Containerized orchestration is no longer the “alternative” software infrastructure. In what may have been an accelerated product deployment, VMware today announced vSphere 7, its first virtualized applications and services platform to instill Kubernetes in two separate, critical layers of its architecture: workload staging and execution. Kubernetes is the open source workload orchestrator born from the Docker movement of 2015.
“With vSphere 7, what we’re doing is fundamentally modernizing vSphere itself,” Kit Colbert, VMware’s VP and CTO for cloud platforms, said during a recent press conference. “We’ve re-architected it to integrate with Kubernetes, so this is a pretty foundational change.”
The company expects to make vSphere 7 available starting in May.
Quest for Seamlessness
It was just last August when VMware announced at its company conference Project Pacific, an effort to build a platform that would succeed vSphere’s present architecture.

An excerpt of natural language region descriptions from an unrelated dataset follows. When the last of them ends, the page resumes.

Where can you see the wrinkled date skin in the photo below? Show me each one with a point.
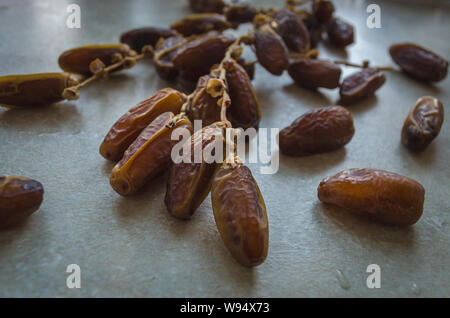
(291, 28)
(195, 58)
(244, 110)
(138, 38)
(340, 33)
(423, 123)
(34, 89)
(382, 196)
(148, 155)
(361, 85)
(271, 51)
(201, 23)
(189, 182)
(77, 60)
(165, 51)
(238, 13)
(323, 10)
(419, 62)
(240, 214)
(207, 5)
(131, 124)
(312, 73)
(323, 130)
(19, 198)
(204, 107)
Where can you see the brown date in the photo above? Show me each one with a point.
(312, 73)
(197, 56)
(240, 214)
(203, 106)
(323, 10)
(340, 33)
(201, 23)
(190, 182)
(292, 29)
(361, 85)
(19, 198)
(34, 89)
(77, 60)
(238, 13)
(382, 196)
(244, 110)
(207, 5)
(423, 123)
(138, 38)
(148, 155)
(131, 124)
(323, 130)
(419, 62)
(271, 51)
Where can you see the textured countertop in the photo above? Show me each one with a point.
(133, 247)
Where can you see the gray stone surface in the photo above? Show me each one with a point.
(133, 247)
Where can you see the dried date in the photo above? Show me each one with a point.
(382, 196)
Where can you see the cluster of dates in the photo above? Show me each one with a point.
(195, 52)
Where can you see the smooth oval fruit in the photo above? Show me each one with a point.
(380, 195)
(138, 38)
(77, 60)
(30, 90)
(292, 30)
(148, 155)
(361, 85)
(323, 130)
(240, 214)
(203, 106)
(423, 123)
(270, 50)
(131, 124)
(323, 10)
(340, 33)
(419, 62)
(165, 51)
(201, 23)
(19, 198)
(207, 5)
(190, 182)
(198, 55)
(312, 73)
(244, 111)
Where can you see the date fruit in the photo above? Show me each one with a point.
(190, 182)
(323, 10)
(207, 5)
(148, 155)
(34, 89)
(340, 33)
(291, 28)
(201, 23)
(323, 130)
(131, 124)
(270, 50)
(77, 60)
(19, 198)
(419, 62)
(361, 85)
(203, 106)
(382, 196)
(138, 38)
(312, 73)
(423, 123)
(244, 110)
(240, 214)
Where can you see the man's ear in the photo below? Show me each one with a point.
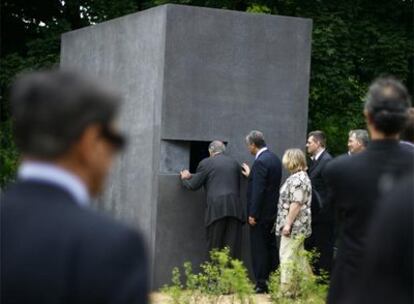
(368, 117)
(87, 143)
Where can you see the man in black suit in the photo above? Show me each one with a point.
(262, 197)
(357, 183)
(388, 271)
(220, 176)
(54, 248)
(322, 237)
(407, 134)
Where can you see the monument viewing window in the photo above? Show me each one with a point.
(177, 155)
(198, 151)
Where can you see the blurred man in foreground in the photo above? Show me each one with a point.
(55, 249)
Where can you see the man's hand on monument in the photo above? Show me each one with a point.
(286, 230)
(252, 221)
(185, 174)
(245, 169)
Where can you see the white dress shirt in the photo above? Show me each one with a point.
(47, 172)
(260, 152)
(316, 157)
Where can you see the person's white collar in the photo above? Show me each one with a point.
(407, 143)
(316, 157)
(260, 152)
(43, 171)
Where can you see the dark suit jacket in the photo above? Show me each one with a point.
(321, 210)
(356, 185)
(54, 251)
(388, 269)
(220, 176)
(263, 187)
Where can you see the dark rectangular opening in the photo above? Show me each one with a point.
(198, 151)
(177, 155)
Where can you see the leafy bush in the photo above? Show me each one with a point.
(304, 288)
(220, 276)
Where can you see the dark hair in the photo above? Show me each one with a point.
(387, 102)
(408, 131)
(256, 138)
(51, 109)
(319, 136)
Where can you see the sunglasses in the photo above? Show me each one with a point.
(117, 140)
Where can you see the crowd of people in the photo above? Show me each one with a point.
(55, 250)
(325, 204)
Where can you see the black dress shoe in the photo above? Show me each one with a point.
(260, 290)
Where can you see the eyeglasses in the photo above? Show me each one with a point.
(117, 140)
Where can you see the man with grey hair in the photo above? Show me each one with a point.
(220, 176)
(55, 249)
(262, 196)
(407, 134)
(357, 141)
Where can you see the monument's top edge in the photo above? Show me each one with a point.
(150, 11)
(234, 12)
(171, 8)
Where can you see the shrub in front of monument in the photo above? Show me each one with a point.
(303, 287)
(221, 280)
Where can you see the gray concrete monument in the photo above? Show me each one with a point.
(189, 75)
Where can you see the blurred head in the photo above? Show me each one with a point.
(386, 106)
(316, 142)
(357, 140)
(216, 147)
(63, 118)
(407, 133)
(255, 141)
(294, 160)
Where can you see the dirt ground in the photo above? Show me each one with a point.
(160, 298)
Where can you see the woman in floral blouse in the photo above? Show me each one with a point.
(293, 222)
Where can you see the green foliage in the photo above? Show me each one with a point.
(304, 288)
(222, 275)
(8, 154)
(258, 8)
(353, 42)
(175, 290)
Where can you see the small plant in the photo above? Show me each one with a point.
(175, 290)
(303, 287)
(220, 276)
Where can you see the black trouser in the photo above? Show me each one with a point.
(225, 232)
(265, 253)
(322, 239)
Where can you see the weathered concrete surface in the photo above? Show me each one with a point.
(191, 74)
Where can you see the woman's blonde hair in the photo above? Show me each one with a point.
(294, 160)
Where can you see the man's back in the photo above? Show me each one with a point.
(357, 183)
(263, 186)
(223, 176)
(54, 251)
(220, 176)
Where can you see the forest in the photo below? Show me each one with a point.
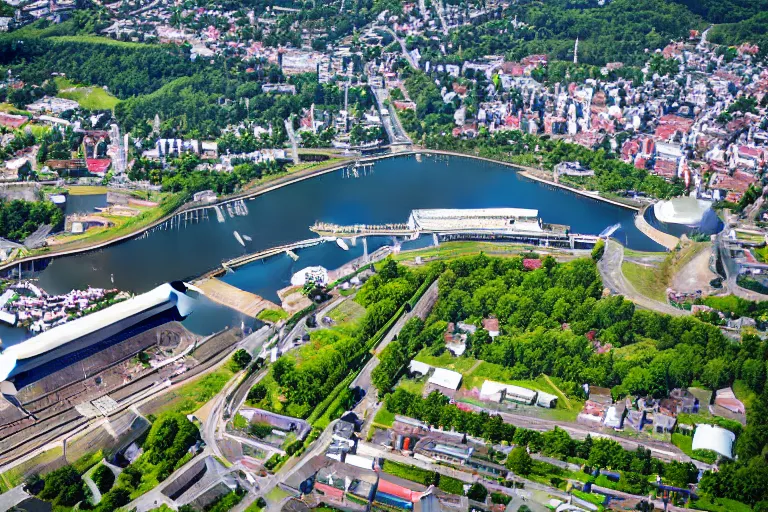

Its purpose would be to enable classic hypervisor-driven virtual machines and modern Docker-style containers to co-exist on the same infrastructure platform. No changes or adaptations would have to be made to containers this time — unlike the former vSphere Integrated Containers, which were “protective-coated” in a shell to enable vSphere to treat them as VMs. Kubernetes also served as the container orchestrator in another previous VMware project, Photon, but in an environment that would run alongside vSphere rather than be merged with it.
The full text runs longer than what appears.